Member Research and Reports

Columbia: Clean Air Taxi Laws Cut Pollution in New York City

New York City (NYC) Clean Air Taxi rules are successful in cutting emissions and reducing air pollution, according to a new study by Columbia University Mailman School of Public Health and Drexel University. Between 2009 and 2015, legislation more than doubled the fuel efficiency of 13,500 yellow taxis, leading to estimated declines in air pollution emissions.

The scientists report that fuel efficiency of the medallion taxi fleet climbed from 15.7 to 33.1 MPG, and estimates of nitrous oxide and particulate exhaust emissions declined by 82 percent and 49 percent, respectively.
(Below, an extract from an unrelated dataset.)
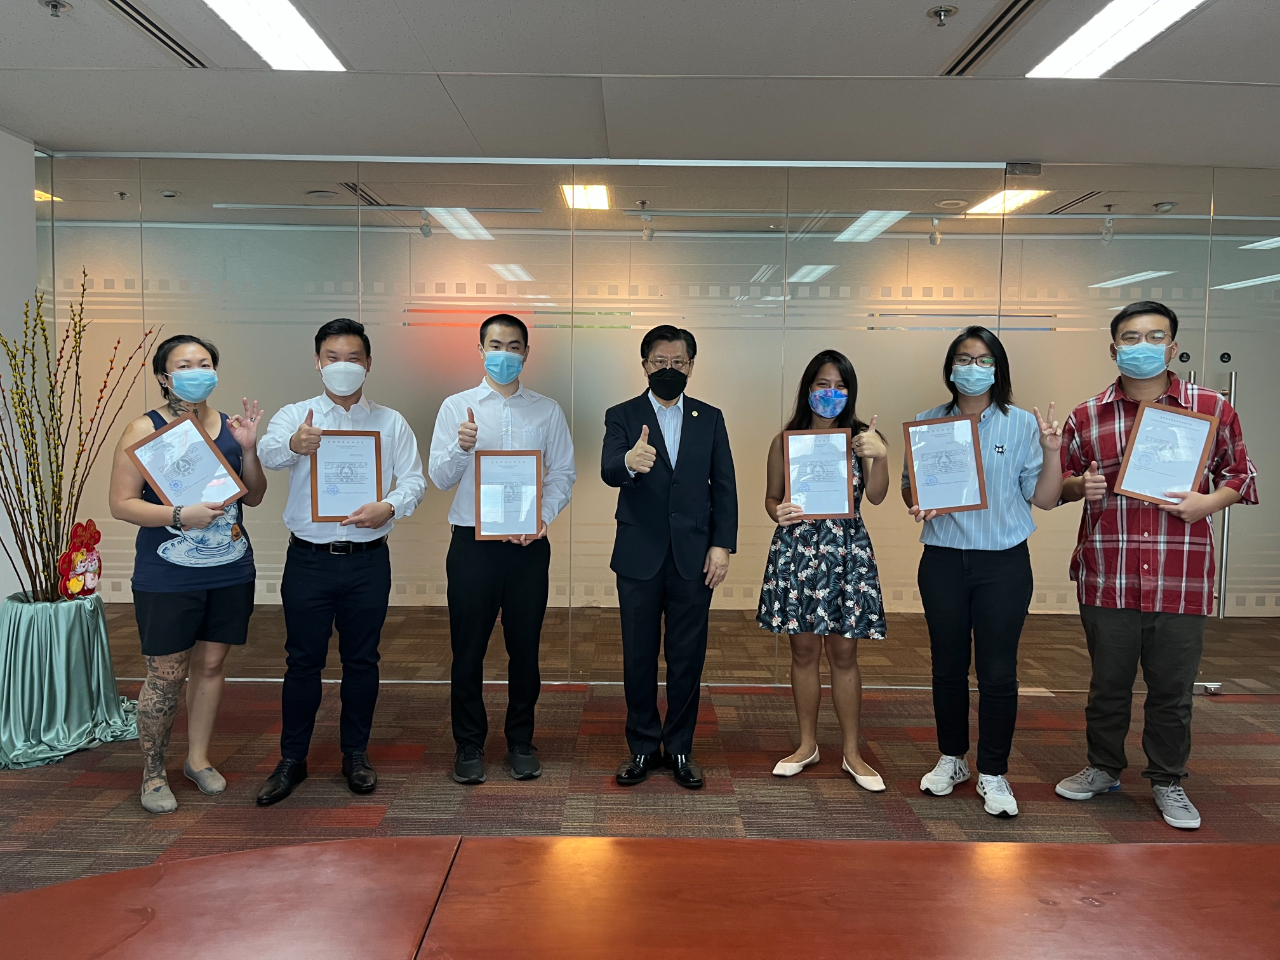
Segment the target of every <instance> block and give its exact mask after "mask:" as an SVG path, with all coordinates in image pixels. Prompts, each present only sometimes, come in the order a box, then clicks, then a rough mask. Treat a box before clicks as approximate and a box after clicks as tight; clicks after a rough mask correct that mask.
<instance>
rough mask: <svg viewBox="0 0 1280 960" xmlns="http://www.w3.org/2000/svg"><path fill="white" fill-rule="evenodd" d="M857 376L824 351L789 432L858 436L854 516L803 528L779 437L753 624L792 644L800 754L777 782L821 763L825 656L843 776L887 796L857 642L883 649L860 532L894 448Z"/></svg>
mask: <svg viewBox="0 0 1280 960" xmlns="http://www.w3.org/2000/svg"><path fill="white" fill-rule="evenodd" d="M856 401H858V375H856V374H855V372H854V365H852V364H850V362H849V357H846V356H845V355H844V353H840V352H837V351H833V349H826V351H822V352H820V353H818V356H815V357H814V358H813V360H810V361H809V366H808V367H805V371H804V375H803V376H801V378H800V390H799V394H797V397H796V406H795V412H794V413H792V415H791V421H790V422H788V424H787V425H786V428H783V429H785V430H827V429H841V428H847V429H850V430H851V431H852V453H854V456H852V458H851V471H852V481H854V516H851V517H847V518H838V520H805V517H804V509H803V507H800V506H799V504H796V503H791V502H790V500H786V499H785V497H786V493H785V490H786V463H785V462H783V452H782V434H778V435H777V436H774V438H773V444H772V445H771V447H769V465H768V483H767V486H765V493H764V509H765V511H767V512H768V515H769V517H771V518H773V520H774V521H777V524H778V529H777V532H774V535H773V543H772V544H771V545H769V559H768V562H767V563H765V567H764V585H763V586H762V589H760V608H759V613H758V614H756V621H758V622H759V625H760V626H762V627H764V628H765V630H769V631H772V632H774V634H787V635H788V637H790V639H791V690H792V694H794V695H795V704H796V718H797V719H799V722H800V748H799V749H797V750H796V751H795V753H792V754H791V755H790V756H787V758H785V759H782V760H780V762H778V764H777V765H776V767H774V768H773V773H774V774H776V776H780V777H792V776H795V774H796V773H799V772H800V771H803V769H804V768H805V767H808V765H810V764H814V763H818V759H819V758H818V707H819V704H820V703H822V677H820V672H819V663H820V659H822V652H823V648H826V650H827V663H828V664H829V666H831V699H832V700H833V703H835V705H836V717H838V719H840V728H841V731H842V732H844V753H845V755H844V762H842V768H844V771H845V772H846V773H849V774H850V776H851V777H852V778H854V781H855V782H856V783H858V785H859V786H860V787H863V788H865V790H872V791H881V790H884V781H883V780H881V777H879V774H878V773H877V772H876V771H874V769H872V768H870V765H869V764H867V763H864V762H863V759H861V753H860V749H859V735H858V728H859V719H860V714H861V700H863V680H861V675H860V673H859V669H858V641H859V640H860V639H868V640H883V639H884V605H883V602H882V599H881V586H879V573H878V572H877V570H876V556H874V553H873V552H872V541H870V538H869V536H868V535H867V527H865V526H863V518H861V513H860V509H859V508H860V506H861V500H863V497H864V495H865V497H867V498H868V499H870V502H872V503H879V502H881V500H883V499H884V495H886V493H888V445H887V444H886V443H884V438H883V436H881V435H879V434H878V433H877V430H876V417H872V422H870V424H864V422H863V421H861V420H859V419H858V415H856V412H855V411H854V404H855V403H856Z"/></svg>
They also found emission reductions were associated with decreases in concentrations of pollutants in the city’s air.

Clean Air Taxi laws do not regulate the city’s 100,000 for-hire vehicles like Ubers and Lyfts which are governed by separate laws.

The researchers created maps to measure taxi traffic and used inspection/trip data to approximate taxi-related exhaust emissions. NYC Community Air Survey data were collected at more than 100 monitoring sites to estimate the impact of these changes.

The biggest effect was seen in Manhattan neighborhoods with a high density of yellow taxis – not in areas with elevated rates of respiratory illness. This finding suggests other policies are needed to make meaningful advances in improving respiratory health.

“This study provides evidence that air pollution legislation can have real impact,” says co-author Dr. Frederica Perera, professor and director of Translational Research at the Columbia Center for Children’s Environmental Health. “Even though yellow taxis account for a small proportion of vehicular miles traveled on NYC’s streets, in midtown they account for almost half. Similar regulations targeting other vehicles could make an even bigger difference.”